Revision

I recently had a dispiriting exchange with a former student on Facebook.  I’d said something about revision, being in the midst of it, and she commented she’d abandoned fiction after grad school and worked in non-fiction where revision made sense, a process she described as “tuning the language and getting the story correct.”  But in fiction, she observed, “what’s to change if the story is just ‘made up’?”

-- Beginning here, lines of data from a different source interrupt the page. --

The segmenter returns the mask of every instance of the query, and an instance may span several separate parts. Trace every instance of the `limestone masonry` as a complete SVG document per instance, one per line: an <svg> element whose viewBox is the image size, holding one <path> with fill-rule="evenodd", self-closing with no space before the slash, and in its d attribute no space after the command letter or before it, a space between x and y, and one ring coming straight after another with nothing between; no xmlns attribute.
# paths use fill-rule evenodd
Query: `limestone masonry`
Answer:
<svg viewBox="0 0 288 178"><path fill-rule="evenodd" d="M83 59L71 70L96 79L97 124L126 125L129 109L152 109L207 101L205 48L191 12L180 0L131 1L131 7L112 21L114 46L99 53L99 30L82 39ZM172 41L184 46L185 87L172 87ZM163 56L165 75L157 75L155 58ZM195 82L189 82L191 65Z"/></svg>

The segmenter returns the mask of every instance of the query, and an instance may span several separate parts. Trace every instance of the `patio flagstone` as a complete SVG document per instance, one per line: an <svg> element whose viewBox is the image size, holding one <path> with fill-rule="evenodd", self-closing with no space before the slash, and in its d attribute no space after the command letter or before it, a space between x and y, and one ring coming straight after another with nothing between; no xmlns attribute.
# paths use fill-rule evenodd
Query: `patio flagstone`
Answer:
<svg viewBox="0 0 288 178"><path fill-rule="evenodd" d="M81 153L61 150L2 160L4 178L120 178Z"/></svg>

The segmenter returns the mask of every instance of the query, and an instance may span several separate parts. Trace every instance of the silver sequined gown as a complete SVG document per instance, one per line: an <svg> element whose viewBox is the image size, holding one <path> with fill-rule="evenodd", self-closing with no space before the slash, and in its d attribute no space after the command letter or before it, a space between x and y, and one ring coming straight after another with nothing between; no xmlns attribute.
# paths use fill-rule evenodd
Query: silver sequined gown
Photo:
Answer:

Where did I go wrong?  I won’t quibble with “tuning the language” except to ask “to what frequency?”  And a quick perusal of Fox News, PBS, and Scientific American might lead to the conclusion that not every true story has the same “correct” for everyone.  But this “made up” charge misses the point.  All lies are made up, but are all equally effective?  You parents are familiar with bad lies and know what I’m talking about.  There are teachable, usable skills for telling more effective lies.  More importantly, this student is one of my most often quoted to later classes.  At the beginning of her workshop, I asked the class to talk about what they considered to be good fiction.  I had the usual answers for a while, straight from English classes of yesteryear, but then she said, “It changes your life.  When you read a really good novel, it can change your life.  That’s what I hope for every time I pick up a new novel—that it will change me.”  I would add that whatever magic the fiction may or may not work on the reader, it should work on the writer first.  If the book I’m writing isn’t changing me, isn’t making me re-examine myself and my world, I feel like I should be writing a different book.  So in answer to the question, “What’s to change?”  I’d say yourself and others.  Have you created a life-changing experience with words?  No?  Then revise.